There are a number of other design features, both of the SFR and the NICU as a whole that should be planned carefully,13, 14, 15 but those are not unique to the SFR design and are beyond the scope of this paper.

Communication/Safety

As noted earlier, technology is now available to support good communication where physical and visual access are limited. Several problems remain, though, that require careful planning. Because of the need to hear non-networked alarms, rooms should be designed so that this sound can be transmitted to the central nursing area when the SFR door is open without other barriers or competing noise that could interfere with the ability of the nurse to hear the alarm. In some situations, though, (e.g., an infant in an open crib or skin-to-skin without medical devices, hospice care, or 1:1 nursing), closing the door could be acceptable and even desirable. The “nurse call” button should be easily accessible both to parents who may be holding the baby at the bedside and to caregivers at any point of care; this might require two such buttons in some settings.
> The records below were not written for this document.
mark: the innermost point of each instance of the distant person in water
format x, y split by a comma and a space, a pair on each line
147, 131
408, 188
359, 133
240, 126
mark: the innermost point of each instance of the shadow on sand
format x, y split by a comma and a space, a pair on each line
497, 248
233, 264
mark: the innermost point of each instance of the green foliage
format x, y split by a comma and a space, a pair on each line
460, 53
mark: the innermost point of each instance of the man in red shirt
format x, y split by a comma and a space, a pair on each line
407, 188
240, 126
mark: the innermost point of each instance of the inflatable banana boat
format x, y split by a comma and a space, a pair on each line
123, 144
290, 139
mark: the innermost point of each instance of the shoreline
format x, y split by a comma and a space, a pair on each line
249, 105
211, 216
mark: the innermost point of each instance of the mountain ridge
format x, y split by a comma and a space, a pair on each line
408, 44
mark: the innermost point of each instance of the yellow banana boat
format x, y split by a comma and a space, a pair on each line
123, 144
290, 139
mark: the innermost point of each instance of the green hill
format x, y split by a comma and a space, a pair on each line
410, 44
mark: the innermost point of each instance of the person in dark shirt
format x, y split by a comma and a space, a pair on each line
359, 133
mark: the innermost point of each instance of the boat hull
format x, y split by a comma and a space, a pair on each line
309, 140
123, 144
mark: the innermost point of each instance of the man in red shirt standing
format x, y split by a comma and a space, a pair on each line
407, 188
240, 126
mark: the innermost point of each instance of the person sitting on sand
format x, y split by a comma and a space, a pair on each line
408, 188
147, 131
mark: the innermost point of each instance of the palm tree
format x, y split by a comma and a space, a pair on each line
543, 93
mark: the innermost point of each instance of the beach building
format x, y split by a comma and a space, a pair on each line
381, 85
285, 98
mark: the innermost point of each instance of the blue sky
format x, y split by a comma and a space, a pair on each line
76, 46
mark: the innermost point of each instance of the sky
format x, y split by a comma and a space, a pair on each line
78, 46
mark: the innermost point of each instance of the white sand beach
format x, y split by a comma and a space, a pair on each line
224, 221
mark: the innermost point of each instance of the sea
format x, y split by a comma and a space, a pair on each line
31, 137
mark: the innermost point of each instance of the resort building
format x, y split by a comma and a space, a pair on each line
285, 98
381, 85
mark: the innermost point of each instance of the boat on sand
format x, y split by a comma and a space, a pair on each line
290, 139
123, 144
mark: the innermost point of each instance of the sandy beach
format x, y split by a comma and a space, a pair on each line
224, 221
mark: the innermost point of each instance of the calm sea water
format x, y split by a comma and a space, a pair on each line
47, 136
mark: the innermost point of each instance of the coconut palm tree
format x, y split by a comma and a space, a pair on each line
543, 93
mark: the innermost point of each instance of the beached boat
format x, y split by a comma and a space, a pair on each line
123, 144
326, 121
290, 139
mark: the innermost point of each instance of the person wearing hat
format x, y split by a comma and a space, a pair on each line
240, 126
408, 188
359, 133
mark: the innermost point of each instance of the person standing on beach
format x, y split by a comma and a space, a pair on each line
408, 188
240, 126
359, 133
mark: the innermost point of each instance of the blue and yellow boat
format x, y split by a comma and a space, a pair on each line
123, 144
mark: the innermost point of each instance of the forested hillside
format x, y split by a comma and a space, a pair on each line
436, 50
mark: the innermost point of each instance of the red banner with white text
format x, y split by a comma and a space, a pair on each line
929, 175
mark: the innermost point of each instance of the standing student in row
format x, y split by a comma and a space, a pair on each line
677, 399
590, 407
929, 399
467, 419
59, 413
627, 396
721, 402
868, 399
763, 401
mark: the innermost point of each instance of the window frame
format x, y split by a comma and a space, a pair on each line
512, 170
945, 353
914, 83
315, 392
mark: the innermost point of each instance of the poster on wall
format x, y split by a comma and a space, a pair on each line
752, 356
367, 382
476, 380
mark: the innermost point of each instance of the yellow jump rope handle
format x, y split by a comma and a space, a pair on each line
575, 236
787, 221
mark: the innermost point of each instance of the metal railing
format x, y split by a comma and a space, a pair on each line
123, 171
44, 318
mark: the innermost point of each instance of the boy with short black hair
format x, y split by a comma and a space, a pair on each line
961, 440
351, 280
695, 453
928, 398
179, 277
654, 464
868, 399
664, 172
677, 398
Personal communication devices used by nurses should be easy to use in a hands-free mode both for convenience and for infection control purposes, and should not themselves be a source of noise. With convergence of technology, it is also feasible that these devices could soon provide visual access to the SFR and the infant bedside.

Operational Strategies

SFR design facilitates extensive family presence and involvement in care, and also requires recognition of aspects of collaborative nursing care that were common but often not formalized in open ward designs. Anticipating the need for policies that support family involvement and collaborative nursing care then, becomes part of the planning for SFR design and can even benefit from some level of implementation long before the new NICU is built. For example, the elements of collaborative nursing as currently practiced should be reviewed, compared with a vision of what would be optimal, and then steps taken to move in that direction. If caregivers typically help one another during an IV start, when weighing an infant, or when performing respiratory care, how can that teamwork be formalized in a way that provides the least stress for the infant, and the greatest efficiency for the staff? Is there a role for families to help in such cases? If responding quickly to saturation alarms is important to limit complications of oxygen toxicity or deprivation, how can caregivers best assist one another, and empower parents to become a part of the care team in this regard? Further consideration of these topics is beyond the scope of this paper but presents fertile ground for future discussion and clinical research.

Does It Really Matter?

Clear evidence that SFR design improves the outcomes for babies is still lacking. Surveys done in SFR units show that the great majority of families prefer the SFR and that most nurses believe it is the best environment of care for the infant.16 A comprehensive study is underway at Women & Infants Hospital of Rhode Island to evaluate the long-term impact on infants cared for in an SFR compared to those treated in an open ward. In the meantime, the best evidence currently available comes from Sweden, where a randomized controlled trial of 365 families showed that preterm infants cared for in a setting where the family was present and providing skin-to-skin care on an almost continuous basis required approximately 5 days less of intensive care, on average, and were discharged home 5 days earlier than those who were cared for in an area where parents were welcome at all times but their overnight stay was quite limited. Skin-to-skin care was instituted in both groups but particularly facilitated in the group that had continuous access for the parents.17 This group is planning to obtain long-term follow-up of these infants, but even the short-term data would indicate that significant cost-savings can be derived by designing and operating a NICU where the environment of the baby and parents is more nurturing than the open ward design would allow. This may be an important step to the era where parents are accepted as full partners in the medical team.